Tools & Materials
Replacing an existing door with a new one is just about as easy as it sounds—you use the old door as a template to cut the new door to size and to outfit it with hinges and a lockset. Then you replace it in the existing jamb. No fuss, no muss.
Switching out the door in an old jamb is a great solution when you have a door that’s badly warped or damaged, or when you want to upgrade all the doors in your home to improve quality or change style. We asked Tom Silva, This Old House general contractor, to take us through the steps. He’s hung and replaced so many doors he’s lost track of the number. As a result, he’s got a few tricks to maek things go faster and better.
Interior Door Overview
Before you begin, measure the width and height of the old door (the thickness of all but the oldest interior passage doors is standardized at 1 ⅜ inches). Bring these dimensions with you when you buy the new door “blank”—unlike a “prehung” door, it won’t be surrounded by a jamb or drilled out for the lockset. Doors come in just a few heights—80 inches is the standard—but a wide range of standard widths.
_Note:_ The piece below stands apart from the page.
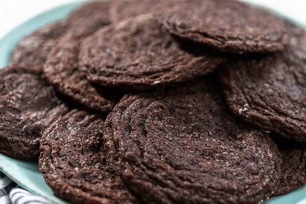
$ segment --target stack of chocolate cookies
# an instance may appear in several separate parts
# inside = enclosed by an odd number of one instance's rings
[[[75,203],[258,203],[306,184],[306,31],[231,0],[92,2],[0,71],[0,152]]]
CAUTION: Door manufacturers use shorthand to describe a door’s width. So a 3-0 (pronounced “three-oh”) door is 3 feet, 0 inches, or 36 inches, wide—not 30 inches.
Remove the Old Door
Stand on the hinge side of the door and remove the pins from the hinges. Always start at the bottom hinge and work up so the door doesn’t topple over onto you.
If a pin won’t come out by hand, gently tap it out with a hammer and screwdriver.
Have a helper support the door as you begin to remove the top pin.
Tip: To avoid losing the pins, drop them back into the hinge leaves on the doorjamb.
Mark the New Door for Trimming
Remove the lockset (doorknob) and hinges from the old door. If reusing the lockset, note how it goes together.
Lay the new door across a pair of sawhorses and set the old door on top, aligning the top end and the lockset edge of the old door perfectly flush with the new door.
Trace around the old door with a pencil to indicate where the new door must be trimmed down to size.
Tip: Correct clearance for an installed interior door is 1/8 inch on the sides and top (to jamb) and 5/8 inch at the bottom (to flooring/carpet).
Cut the Door down to Size
Score the pencil marks on the new door with a sharp utility knife and straightedge to help prevent the wood from splintering when you cut it with a circular saw.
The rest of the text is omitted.